215
Graph Theory - Part I
Graph
Graph Theory
CodeMonk

Introduction:
What is a graph? Do we use it a lot of times? Let’s think of an example: Facebook. The humongous network of you, your friends, family, their friends and their friends etc. are called as a social graph. In this "graph", every person is considered as a node of the graph and the edges are the links between two people. In Facebook, a friend of yours, is a bidirectional relationship, i.e., A is B's Friend => B is A's friend, so the graph is an Undirected Graph.

Nodes? Edges? Undirected? We’ll get to everything slowly.

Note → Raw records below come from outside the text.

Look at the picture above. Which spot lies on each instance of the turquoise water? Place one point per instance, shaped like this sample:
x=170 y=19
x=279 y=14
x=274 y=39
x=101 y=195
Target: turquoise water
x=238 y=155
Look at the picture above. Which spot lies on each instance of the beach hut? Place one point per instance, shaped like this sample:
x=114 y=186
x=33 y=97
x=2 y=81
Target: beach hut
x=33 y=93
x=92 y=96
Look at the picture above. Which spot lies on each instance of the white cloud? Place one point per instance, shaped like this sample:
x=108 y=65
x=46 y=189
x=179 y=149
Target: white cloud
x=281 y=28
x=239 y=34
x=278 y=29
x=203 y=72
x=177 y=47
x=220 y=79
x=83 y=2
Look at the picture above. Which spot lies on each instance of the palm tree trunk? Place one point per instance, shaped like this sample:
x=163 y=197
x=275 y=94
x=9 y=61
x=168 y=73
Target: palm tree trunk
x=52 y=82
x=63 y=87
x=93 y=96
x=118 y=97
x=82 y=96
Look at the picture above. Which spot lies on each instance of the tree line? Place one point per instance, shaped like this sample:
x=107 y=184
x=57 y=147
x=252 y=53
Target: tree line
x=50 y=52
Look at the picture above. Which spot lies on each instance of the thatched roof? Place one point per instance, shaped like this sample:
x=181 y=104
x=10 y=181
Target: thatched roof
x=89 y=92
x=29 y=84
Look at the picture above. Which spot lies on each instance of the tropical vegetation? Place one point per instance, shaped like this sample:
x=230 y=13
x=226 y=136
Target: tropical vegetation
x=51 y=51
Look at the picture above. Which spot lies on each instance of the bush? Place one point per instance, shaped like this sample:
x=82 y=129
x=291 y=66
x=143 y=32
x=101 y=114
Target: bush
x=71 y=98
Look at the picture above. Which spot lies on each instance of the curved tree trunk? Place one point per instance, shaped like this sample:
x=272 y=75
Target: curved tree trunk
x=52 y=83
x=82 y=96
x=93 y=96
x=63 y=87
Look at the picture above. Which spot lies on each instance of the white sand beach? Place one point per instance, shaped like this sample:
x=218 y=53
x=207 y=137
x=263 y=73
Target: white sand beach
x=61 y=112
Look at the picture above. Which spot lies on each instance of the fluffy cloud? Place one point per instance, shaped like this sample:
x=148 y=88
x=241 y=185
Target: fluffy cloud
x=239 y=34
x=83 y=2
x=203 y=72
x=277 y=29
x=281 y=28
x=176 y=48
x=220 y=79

Let’s redefine graph by saying that it is a collection of finite sets of vertices or nodes (V) and edges (E). Edges are represented as ordered pairs (u, v) where (u, v) indicates that there is an edge from vertex u to vertex v. Edges may contain cost, weight or length. The degree or valency of a vertex is the number of edges that connect to it. Graphs are of two types:
Undirected: Undirected graph is a graph in which all the edges are bidirectional, essentially the edges don’t point in a specific direction.

Directed: Directed graph is a graph in which all the edges are unidirectional.

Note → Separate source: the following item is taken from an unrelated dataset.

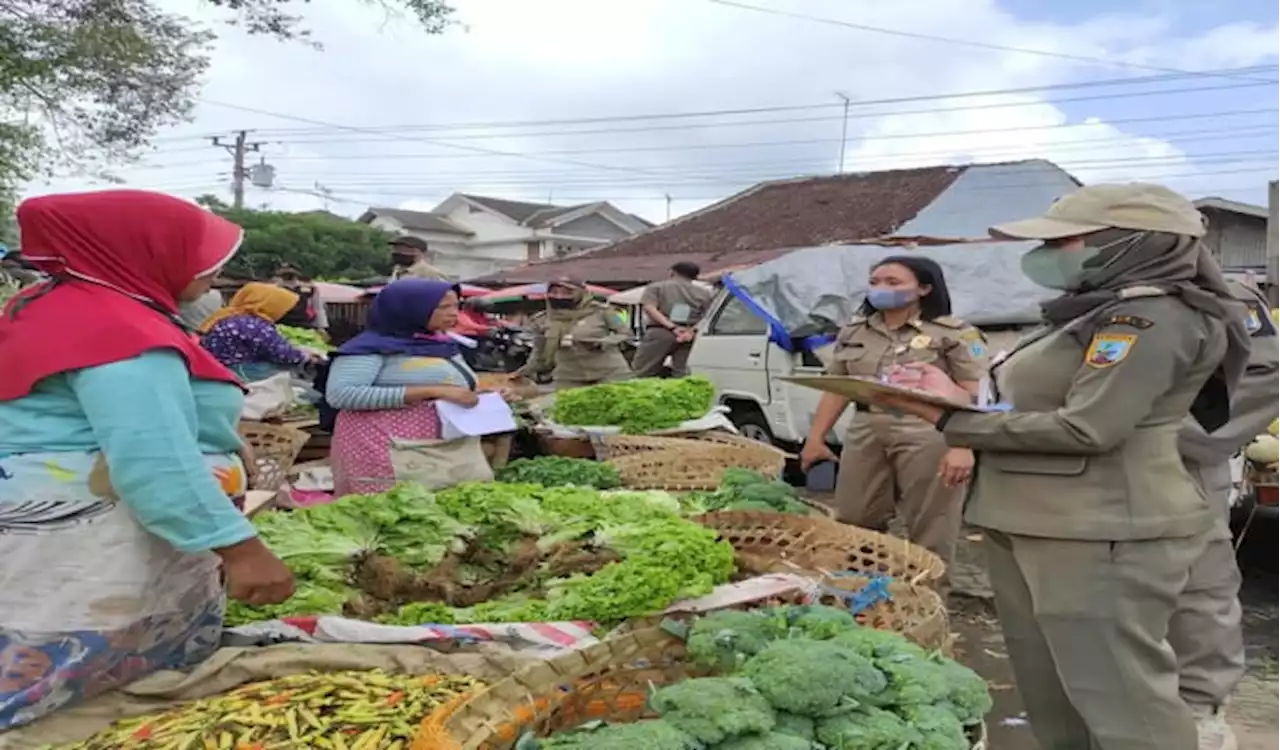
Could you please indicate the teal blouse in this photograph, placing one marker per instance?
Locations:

A weighted graph is the one in which each edge is assigned a weight or cost. Consider a graph of 4 nodes as shown in the diagram below. As you can see each edge has a weight/cost assigned to it. Suppose we need to go from vertex 1 to vertex 3. There are 3 paths.
1 -> 2 -> 3
1 -> 3
1 -> 4 -> 3

The total cost of 1 -> 2 -> 3 will be (1 + 2) = 3 units.
The total cost of 1 -> 3 will be 1 units.
The total cost of 1 -> 4 -> 3 will be (3 + 2) = 5 units.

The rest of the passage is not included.